Our Blocked Curriculum
What is a blocked curriculum?
A blocked curriculum is a way of timetabling Science and the foundation subjects into weekly or fortnightly blocks. Block teaching allows for these subjects to be taught in equal equity and have quality focused time. It allows us to ensure that no single subject or subjects are given reduced attention and that no subjects are missed from the curriculum. The blocked curriculum approach gives our children a more focused and immersive learning experience, one which enables their knowledge to become more deeply embedded as part of our knowledge-rich curriculum.
Which subjects are taught on a weekly basis and as part of the blocked curriculum?
Science, History, Geography, Design and Technology, Music and Art all form the subjects taught in the blocked curriculum. Some of our subjects are not taught as blocks due to them being provided on a weekly basis. These subjects are PE (including swimming), French (KS2), Maths, English, Phonics, Guided Reading, Spelling, Handwriting, Computing and RE.
How does a blocked curriculum impact our staff and children?
- Allows for staff to focus on quality implementation, as the intent of each block is pre-determined.
- Staff spend time ensuring there is effective building of sequential knowledge, with short time periods between adding new knowledge to existing knowledge
- Allows staff to address misconceptions quickly
- Maximises learning time as there is little or no afternoon transitions
- Stronger assessment judgements as it allows teachers to focus on a pupil’s progress in one curriculum area at a given time
- Improvement on staff work-load and well-being as they can focus on fewer subjects in more detail, creating high quality learning experiences for our pupils
- Children make quicker and stronger links with the blocked teaching time as there is more time for them to think about the lesson’s knowledge instead of moving on to another curriculum area within the same afternoon.
- Quizzing is deliberately planned in so that the children have plenty of opportunities to recall the key knowledge in the subject areas. . These quizzes occur throughout the year and is further enhanced by the teaching and learning strategies deployed in the classroom to allow children to recall the information frequently.
How does a blocked curriculum support memory?
Science and the foundation subjects have been deliberately designed by our subject leaders to progress and build on prior knowledge. The key knowledge has been identified by our expert subject leaders so that it is very clear to our teaching staff what the children must know by the end of the block. In doing this, it has improved staff subject knowledge in the blocked area as they have more time to invest into exploring the subject’s content. This immersive teaching experience reduces the time between reviewing prior knowledge and introducing new knowledge which allows for stronger connections in the brain (referred to as a schema).
When these neural networks become stronger, children can recall information quicker which helps them to access their learning and build on better.
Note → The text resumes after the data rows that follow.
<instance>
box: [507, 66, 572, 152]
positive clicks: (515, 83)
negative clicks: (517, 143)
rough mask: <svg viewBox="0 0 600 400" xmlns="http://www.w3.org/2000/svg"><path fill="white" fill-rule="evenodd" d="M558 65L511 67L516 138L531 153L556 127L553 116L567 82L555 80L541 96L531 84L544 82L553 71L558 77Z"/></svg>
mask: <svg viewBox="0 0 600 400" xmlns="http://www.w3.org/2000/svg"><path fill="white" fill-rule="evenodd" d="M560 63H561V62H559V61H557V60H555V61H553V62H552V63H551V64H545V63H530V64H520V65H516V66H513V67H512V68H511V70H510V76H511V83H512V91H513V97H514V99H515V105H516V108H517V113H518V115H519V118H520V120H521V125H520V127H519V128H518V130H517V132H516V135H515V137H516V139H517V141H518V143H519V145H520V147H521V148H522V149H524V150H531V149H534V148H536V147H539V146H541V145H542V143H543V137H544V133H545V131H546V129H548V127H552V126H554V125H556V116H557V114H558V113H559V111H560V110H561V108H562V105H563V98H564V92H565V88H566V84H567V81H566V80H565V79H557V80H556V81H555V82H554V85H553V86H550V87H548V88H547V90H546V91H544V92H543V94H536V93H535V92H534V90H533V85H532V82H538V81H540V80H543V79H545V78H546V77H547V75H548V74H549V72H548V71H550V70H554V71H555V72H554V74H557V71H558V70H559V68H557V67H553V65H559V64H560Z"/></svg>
Furthermore, our teaching staff are trained to deploy the best Teaching and Learning strategies which enable effective pedagogy to maximise knowledge recall.
How does a blocked curriculum enable us to teach disciplinary and substantive knowledge?
Through external and internal expertise, disciplinary skills have been identified for Science and the foundation subjects. These are introduced from Year 1 and continue until Year 6. The disciplinary skills are posed to children as ‘What does a good (insert Historian, Geography, Scientist) do?’ Each lessons reviews the subject’s disciplinary skills and then homes in on one skill which is the focus for that lesson. Although the skills are explicitly taught from Year 1, the Reception children are given the opportunity to practise some of the skills implicitly such as fieldwork in Geography or observing in Science.
The number of lessons in a block varies as it depends on the amount of substantive knowledge that needs to be taught in that unit. The children have the opportunity to showcase all of their substantive knowledge from the block in a final piece or end of unit quiz.
How does a blocked curriculum support Special Educational Needs and Disability (SEND) learners?
The immersive blocked curriculum reduces cognitive overload for our SEND learners as one curriculum area becomes the focus for the week or fortnight.